In Ressa’s speech, she gave three points of advice for facing this future and the crises of the present.

Point one: Choose your best self. My best self isn’t one that dwells in despair for very long. My best self is hopeful, curious, compassionate, and a bit silly, even when it’s hard. These are the qualities that I associate with my creative life and writing. They can provide inroads for finding my creative spark and purpose again.

Her second point was about turning crisis into opportunity. My four years at Harvard were not what I thought they were going to be because 2020-2024 were marred by crises ranging from global to personal. If I continue to focus on what went wrong and what could have been, I’m at risk of missing opportunities for what could go right—now and in the future.

Ressa’s third piece of advice is perhaps the hardest one for me—and that is to be vulnerable. I don’t really like it when people with privilege go around touting the virtue of vulnerability when they themselves aren’t part of the most vulnerable populations they’re speaking to (hello Brené Brown).

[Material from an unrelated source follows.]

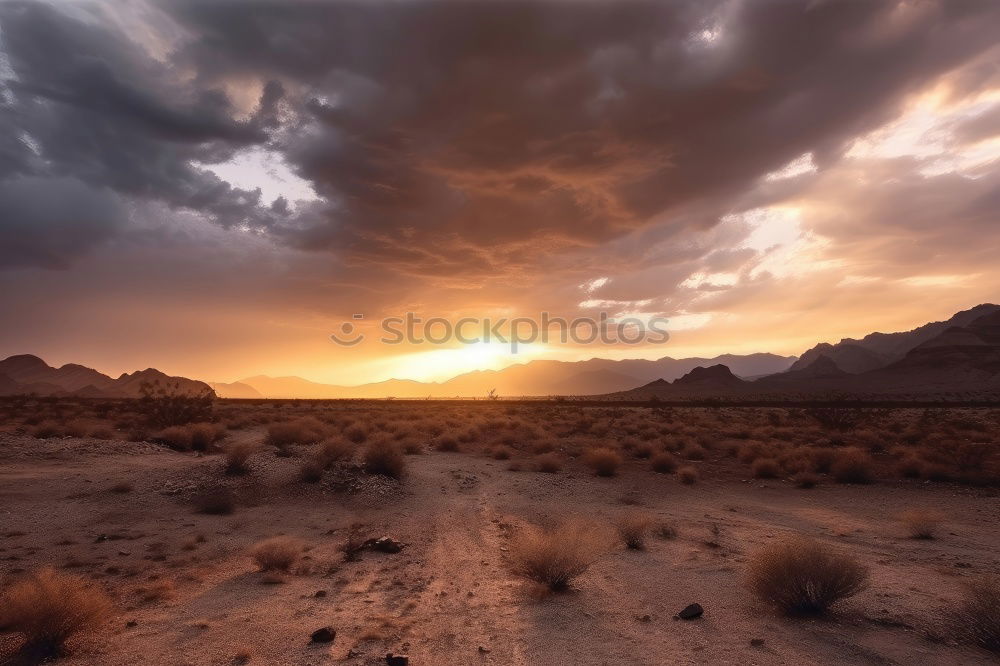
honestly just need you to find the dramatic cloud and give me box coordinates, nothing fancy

I’m not as vulnerable as a I could be because I don’t feel like I can afford to be. I’ve used that as an excuse to avoid being vulnerable for a long time now.

It sounds so typical—the writer coming to some conclusion that the blockages on the page reflect blockages within themselves that they must confront. But that’s where I’m at right now as I graduate with my creative writing degree.

More than once during my time in the master’s program, I received feedback in workshop about readers craving more depth from my stories. I’d hear that I’m a strong writer, but there’s sometimes like a shield that gets in the way of a piece really resonating on an emotional level. It’s been the hardest feedback to grapple with because I know it connects back to some greater resistance to vulnerability in myself.

It sounds so typical—the writer coming to some conclusion that the blockages on the page reflect blockages within themselves that they must confront. But that’s where I’m at right now as I graduate with my creative writing degree.

I feel like the cumulative effects of the past four years have put me in a freeze state when it comes to my creative life and writing. Unfreezing is going to take more curiosity, compassion, and—dare I say it—vulnerability on my part.

So, it’s out of academia and into the battlefield again for me. Is the pen still mightier than the sword? Let’s find out.